A few days later, I decided to go on a church hunt. As I walked through the "scorching hot flames" of the fireside lounge :), towards the interfaith center, a lady popped right out of her seat and walked directly to me. Weird right? In my heart I knew God was up to something so I went with the flow. I told her what I was interested in doing which was to find a place of worship and possibly playing the drums there. Her face lit up! Although she gave an objective response by referring me to the many opportunities the Interfaith Center had, I had a feeling she was quite interested. We exchanged each other's contact information and I later found out she helps manage the Catholic mass at RIT. That evening I received an email from her. I was right! She did want me to play but the only issue was that their service did not have a drum-set - "yet" - so she promised to mention this situation to her co-workers the following day.
I received another email the following afternoon and "Operation drum-set shopping" was a GO! Her co-workers who help run the Catholic mass approved. We picked out and bought a drum-set the same day! This was all happening so fast but what can you say, "God works in Mysterious ways & He frowns on procrastination" :). That same week I played at mass, 5'oclock sharp in a suit and tie. Not only was I noticeable through playing the drum-set but I was also the only only one in a suit and tie! Talk about "sticking out like a sour thumb". The experience was amazing! We all worshiped God with voices and interments and everyone that came was blessed from the "overall experience". I felt at peace. Even though that Calculus exam was right around the corner (the following monday morning) I was happy to invest my free time in something that brought me sincere joy.

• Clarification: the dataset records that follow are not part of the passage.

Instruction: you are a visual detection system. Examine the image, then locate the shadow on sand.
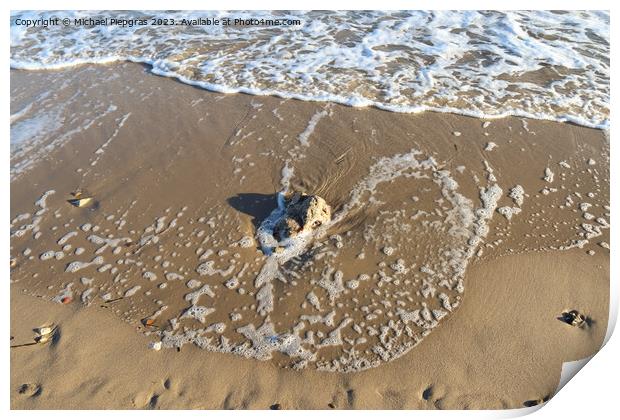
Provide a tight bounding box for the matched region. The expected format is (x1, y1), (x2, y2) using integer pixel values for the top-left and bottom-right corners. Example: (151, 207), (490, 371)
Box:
(227, 192), (279, 229)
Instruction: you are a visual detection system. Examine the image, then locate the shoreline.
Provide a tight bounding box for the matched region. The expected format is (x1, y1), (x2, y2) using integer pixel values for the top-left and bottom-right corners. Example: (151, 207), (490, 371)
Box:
(10, 62), (610, 409)
(9, 62), (610, 131)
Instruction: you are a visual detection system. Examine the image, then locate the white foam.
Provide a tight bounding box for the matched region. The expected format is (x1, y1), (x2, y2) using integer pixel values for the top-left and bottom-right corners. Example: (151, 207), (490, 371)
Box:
(88, 113), (131, 168)
(280, 163), (295, 191)
(10, 11), (609, 129)
(65, 256), (104, 273)
(235, 320), (315, 362)
(484, 142), (498, 152)
(181, 305), (216, 323)
(57, 231), (77, 245)
(544, 167), (555, 183)
(298, 110), (328, 147)
(185, 284), (215, 305)
(124, 285), (141, 297)
(497, 206), (522, 220)
(508, 185), (526, 206)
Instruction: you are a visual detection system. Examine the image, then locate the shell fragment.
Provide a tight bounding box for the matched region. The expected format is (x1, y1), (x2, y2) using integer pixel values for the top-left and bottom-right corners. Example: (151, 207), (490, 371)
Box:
(67, 190), (93, 207)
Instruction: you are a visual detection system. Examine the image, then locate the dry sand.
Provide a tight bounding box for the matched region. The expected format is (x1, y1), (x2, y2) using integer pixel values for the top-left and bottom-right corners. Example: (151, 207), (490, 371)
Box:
(10, 62), (610, 409)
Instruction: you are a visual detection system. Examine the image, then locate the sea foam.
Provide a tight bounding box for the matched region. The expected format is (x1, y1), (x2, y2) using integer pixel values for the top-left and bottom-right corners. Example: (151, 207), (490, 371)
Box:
(10, 10), (609, 129)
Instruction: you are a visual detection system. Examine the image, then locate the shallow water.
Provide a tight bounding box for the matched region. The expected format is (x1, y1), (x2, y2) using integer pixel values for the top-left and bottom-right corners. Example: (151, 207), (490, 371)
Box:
(10, 10), (609, 128)
(10, 150), (487, 371)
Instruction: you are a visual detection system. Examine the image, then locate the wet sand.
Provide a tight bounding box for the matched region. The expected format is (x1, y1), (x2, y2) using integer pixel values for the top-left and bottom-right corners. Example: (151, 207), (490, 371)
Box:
(10, 62), (610, 409)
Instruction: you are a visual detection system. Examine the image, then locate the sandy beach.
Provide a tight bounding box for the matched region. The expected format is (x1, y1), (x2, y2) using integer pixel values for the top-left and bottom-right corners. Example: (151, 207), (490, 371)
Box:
(10, 61), (609, 409)
(10, 249), (608, 409)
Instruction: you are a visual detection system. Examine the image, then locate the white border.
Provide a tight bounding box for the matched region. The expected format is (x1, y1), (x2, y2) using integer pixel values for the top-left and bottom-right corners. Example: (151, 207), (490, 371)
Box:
(4, 1), (617, 419)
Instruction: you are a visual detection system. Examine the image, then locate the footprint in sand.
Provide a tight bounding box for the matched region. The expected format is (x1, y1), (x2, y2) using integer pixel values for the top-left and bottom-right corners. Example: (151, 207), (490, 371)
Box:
(346, 389), (355, 407)
(17, 383), (42, 398)
(147, 394), (160, 409)
(523, 395), (550, 407)
(422, 385), (434, 401)
(135, 377), (173, 409)
(327, 388), (356, 409)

I guess the moral of this short story is to do what you love and follow your heart. Too many of us have put a hold on a lot of the things that have made each of us happy for years, when entering college. Remember that sport you use to play way back in high school? The one that taught you so much about leadership and teamwork? Or that instrument you played that brought you so much joy? The same one you used to free yourself of stress caused by parents, relationship issues, and school. Or cooking/baking, photography, and other things you had deep passions for? Why not continue them? Don't you think we'd be a little less stressed if we brought back a few of those things that we were personally passionate about? Think about it. . . . As a matter-of-fact…"act" on it. I promise you it will be one of best decisions you've ever made; I'm a living testimony to prove it ^_^!